Savannah Ranked No. 1 in the Nation for New Industry and Development

Living tucked away in The Ford’s magical riverfront setting can make it easy to forget that just 20 miles away is Savannah, our region’s beloved “Hostess City of the South.” Now, this vibrant historic city has a fresh new accolade—the publication Site Selection recently ranked Savannah as the nation’s number one city for new industry and job creating developments. 

Rising to the top spot from number 12 in last year’s rankings, Savannah is a burgeoning economic powerhouse. Site Selection highlighted the growth of the Port of Savannah, Gulfstream Aerospace and local e-commerce retailers in their ranking decisions.

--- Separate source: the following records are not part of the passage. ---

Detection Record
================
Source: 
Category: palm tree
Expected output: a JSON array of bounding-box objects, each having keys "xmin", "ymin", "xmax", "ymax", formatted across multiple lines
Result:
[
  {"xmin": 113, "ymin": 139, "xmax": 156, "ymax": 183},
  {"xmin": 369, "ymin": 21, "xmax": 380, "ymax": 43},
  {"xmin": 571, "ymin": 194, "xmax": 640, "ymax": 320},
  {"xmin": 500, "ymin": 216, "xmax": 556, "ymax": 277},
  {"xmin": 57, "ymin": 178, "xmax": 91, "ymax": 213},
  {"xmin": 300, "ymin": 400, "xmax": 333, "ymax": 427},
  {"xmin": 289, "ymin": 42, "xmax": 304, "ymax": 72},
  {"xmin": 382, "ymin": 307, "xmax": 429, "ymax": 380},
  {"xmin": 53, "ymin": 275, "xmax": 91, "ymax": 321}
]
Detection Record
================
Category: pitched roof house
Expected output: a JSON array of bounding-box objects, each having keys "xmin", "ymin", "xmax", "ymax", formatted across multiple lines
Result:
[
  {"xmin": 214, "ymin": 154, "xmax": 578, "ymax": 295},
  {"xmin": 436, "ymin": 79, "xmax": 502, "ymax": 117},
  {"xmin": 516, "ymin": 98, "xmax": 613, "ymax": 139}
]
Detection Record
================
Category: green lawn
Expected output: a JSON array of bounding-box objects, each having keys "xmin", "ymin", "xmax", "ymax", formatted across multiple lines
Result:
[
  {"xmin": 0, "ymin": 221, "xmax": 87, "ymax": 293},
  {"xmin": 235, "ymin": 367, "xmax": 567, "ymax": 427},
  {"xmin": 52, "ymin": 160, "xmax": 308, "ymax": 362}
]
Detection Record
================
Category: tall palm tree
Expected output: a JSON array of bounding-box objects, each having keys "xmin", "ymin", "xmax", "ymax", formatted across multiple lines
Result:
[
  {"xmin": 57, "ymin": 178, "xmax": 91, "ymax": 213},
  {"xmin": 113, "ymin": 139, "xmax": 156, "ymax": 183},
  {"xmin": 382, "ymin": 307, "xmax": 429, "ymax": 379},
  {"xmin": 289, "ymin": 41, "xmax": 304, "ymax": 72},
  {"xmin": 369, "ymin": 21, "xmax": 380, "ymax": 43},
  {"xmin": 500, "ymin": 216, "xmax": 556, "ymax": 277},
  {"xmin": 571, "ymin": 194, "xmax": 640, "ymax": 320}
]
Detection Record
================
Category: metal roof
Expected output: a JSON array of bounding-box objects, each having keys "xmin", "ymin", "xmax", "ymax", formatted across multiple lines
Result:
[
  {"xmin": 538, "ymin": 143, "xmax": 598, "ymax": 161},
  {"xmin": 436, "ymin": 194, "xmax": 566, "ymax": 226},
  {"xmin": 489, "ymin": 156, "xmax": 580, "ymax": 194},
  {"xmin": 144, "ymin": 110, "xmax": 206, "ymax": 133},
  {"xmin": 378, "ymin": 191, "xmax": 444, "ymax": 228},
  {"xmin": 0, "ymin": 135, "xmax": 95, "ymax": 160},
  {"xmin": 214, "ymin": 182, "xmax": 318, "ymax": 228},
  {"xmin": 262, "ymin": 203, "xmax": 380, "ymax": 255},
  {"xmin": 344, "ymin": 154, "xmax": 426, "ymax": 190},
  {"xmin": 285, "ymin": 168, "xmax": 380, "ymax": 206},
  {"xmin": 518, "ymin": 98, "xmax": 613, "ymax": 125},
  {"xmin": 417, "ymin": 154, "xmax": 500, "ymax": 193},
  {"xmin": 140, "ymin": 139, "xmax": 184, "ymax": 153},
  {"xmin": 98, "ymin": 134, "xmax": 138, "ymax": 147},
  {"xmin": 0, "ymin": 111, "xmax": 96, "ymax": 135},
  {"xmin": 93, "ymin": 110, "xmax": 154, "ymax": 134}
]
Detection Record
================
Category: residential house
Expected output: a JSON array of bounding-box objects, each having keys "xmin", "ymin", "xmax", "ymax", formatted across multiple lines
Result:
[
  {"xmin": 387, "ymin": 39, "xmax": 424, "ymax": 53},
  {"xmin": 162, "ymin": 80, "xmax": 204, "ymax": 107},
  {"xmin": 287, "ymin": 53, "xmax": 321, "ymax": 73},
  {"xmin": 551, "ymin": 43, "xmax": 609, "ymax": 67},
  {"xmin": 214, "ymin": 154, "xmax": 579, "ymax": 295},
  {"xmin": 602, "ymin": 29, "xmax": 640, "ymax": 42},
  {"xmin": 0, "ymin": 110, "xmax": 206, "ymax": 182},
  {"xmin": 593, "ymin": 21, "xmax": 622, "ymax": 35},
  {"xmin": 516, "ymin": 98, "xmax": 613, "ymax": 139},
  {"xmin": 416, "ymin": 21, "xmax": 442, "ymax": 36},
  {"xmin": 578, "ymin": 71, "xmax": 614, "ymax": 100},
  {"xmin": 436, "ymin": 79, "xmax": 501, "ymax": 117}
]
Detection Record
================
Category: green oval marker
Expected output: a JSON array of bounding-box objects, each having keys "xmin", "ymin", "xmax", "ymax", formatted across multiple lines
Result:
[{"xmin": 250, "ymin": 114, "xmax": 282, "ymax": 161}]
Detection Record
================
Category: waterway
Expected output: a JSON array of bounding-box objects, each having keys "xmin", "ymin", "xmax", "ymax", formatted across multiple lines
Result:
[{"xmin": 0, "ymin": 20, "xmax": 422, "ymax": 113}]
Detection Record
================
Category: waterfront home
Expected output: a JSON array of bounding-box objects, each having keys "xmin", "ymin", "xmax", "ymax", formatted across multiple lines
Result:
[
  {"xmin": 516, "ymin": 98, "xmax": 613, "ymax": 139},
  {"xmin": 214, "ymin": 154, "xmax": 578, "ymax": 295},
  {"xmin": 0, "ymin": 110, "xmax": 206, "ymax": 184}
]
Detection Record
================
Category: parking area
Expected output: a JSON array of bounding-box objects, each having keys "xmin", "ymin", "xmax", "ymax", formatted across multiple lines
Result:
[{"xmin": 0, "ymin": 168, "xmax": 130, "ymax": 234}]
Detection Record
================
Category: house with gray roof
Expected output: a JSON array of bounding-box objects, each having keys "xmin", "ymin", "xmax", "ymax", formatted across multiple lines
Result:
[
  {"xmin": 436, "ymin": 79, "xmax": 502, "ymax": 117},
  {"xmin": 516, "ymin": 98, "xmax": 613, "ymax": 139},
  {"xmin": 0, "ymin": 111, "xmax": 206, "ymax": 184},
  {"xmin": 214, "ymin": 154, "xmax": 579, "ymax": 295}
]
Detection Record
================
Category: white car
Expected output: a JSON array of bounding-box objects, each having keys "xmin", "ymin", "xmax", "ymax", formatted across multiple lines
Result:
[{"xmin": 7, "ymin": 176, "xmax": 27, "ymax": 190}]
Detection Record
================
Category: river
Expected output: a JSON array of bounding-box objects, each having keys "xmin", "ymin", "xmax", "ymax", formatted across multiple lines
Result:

Savannah’s continued growth expands the opportunities for cosmopolitan adventures for members of The Ford, many of whom already enjoy revelling in the charm of Savannah’s cobblestone streets and oak-shaded parks, and exploring its captivating selection of independent boutiques, award-winning restaurants, buzzing bars and breweries, historic buildings and contemporary museums. 

Enjoying a day or a whole weekend in Savannah may entail everything from embarking on horse-drawn carriage rides to catching live music performances. There’s already ample charm to city outings, but with this historic surge in Savannah’s development, we can expect to see even more exciting possibilities in months and years ahead.